VietNamNet Bridge – Foreign investors have recently announced the development of surprisingly highly capitalized projects. However, analysts warn that Vietnam needs to remain cautious about these “super-projects”.



{keywords}




The decision by Intel to invest $1 billion in its factory in Vietnam some years ago stirred up the public because of its huge investment capital. But since then, projects capitalized at several billions of dollars have become more commonplace.

Vietnam is considering a number of huge projects valued at dozens of billions of dollars.

In 2013, the Thai PTT Group said it would invest $27 billion in the Nhon Hoi petrochemistry oil refinery in Binh Dinh province.

The investor received strong support from the Ministry of Finance for the project, which agreed to offer the highest possible corporate income tax rate of 10 percent to PTT for 30 years, though at first it was doubtful about the efficiency of the project and planned a 15 percent corporate income tax.

Vietnam has been promised another huge project, capitalized at $20 billion. The US-based Exxonmobil plans to set up a power plant with the capacity of 4,000-5,000MW, the biggest one in Vietnam.

Professor Nguyen Mai, former Chair of the State Council for Foreign Direct Investment, said Samsung, the South Korean electronics giant, has set up a plan to invest $13 billion into Vietnam in the future, or twice as much as its current investments.

All three of these companies are “big fish”, famous for their prestige and financial capability.

Samsung, which makes $60 billion in profit worldwide, will have to look for a place to “spend money”, Mai said.

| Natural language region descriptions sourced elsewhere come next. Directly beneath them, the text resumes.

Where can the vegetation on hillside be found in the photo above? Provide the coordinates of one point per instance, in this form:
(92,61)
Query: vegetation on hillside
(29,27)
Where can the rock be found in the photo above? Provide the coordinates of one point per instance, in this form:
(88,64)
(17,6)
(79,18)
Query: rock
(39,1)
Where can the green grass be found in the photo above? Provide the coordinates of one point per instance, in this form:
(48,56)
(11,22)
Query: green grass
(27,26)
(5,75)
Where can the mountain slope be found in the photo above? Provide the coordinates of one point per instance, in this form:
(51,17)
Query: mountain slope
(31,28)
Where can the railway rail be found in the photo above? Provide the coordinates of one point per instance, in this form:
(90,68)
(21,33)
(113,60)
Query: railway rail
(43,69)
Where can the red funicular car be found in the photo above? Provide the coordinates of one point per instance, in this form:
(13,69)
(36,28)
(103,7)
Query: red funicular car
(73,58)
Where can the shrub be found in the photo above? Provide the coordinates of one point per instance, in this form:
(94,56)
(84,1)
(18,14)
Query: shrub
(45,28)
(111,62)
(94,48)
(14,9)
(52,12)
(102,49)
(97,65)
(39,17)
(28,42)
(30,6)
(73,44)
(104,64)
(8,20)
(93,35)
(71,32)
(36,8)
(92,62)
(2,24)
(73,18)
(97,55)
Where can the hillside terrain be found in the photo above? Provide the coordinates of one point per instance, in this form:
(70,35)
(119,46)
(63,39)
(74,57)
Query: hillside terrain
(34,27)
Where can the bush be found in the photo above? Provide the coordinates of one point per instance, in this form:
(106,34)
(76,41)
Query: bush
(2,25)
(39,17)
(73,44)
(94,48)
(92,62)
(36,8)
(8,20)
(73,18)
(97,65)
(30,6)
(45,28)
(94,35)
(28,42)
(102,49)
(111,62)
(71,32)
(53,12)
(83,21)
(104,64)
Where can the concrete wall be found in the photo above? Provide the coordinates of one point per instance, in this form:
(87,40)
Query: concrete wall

In addition, PetroVietnam hopes that Exxon Mobil, the oil and gas giant, will be its partner.

As for PTT, the Binh Dinh provincial authorities have said the company’s assets are big enough to be listed in the world’s top 10.

In March 2014, local newspapers shocked the public with information about the promised investment capital of $100 billion, equal to two-thirds of Vietnam’s GDP, promised by Hong Kong-based Dragon Best International reportedly for three projects in Vietnam.

These include a $50 billion project in the Bo Y Border Gate Economic Zone, a $32 billion finance and trade complex in HCM City, and an $18 billion Ho Tram eco-tourism project.

However, the $100 billion investment, a record in Vietnam, was later succeeded in value by a project in Phu Yen with promised capital of $250 billion, or 1.5 times of Vietnam’s GDP. The figure is even higher than the total foreign direct investment that Vietnam has attracted over the last 27 years.

The Phu Yen Special Economic Zone, which is expected to account for 60 percent of the province’s total area, was initiated by Sama Dubai. The super-project has been officially submitted to the government.

Earlier last year, real estate developers heard about another mammoth project – Wall Street Hanoi – with 70 apartment blocks. The project, with capital of $30 billion, was reportedly initiated by Global Sphere, a company from Dubai.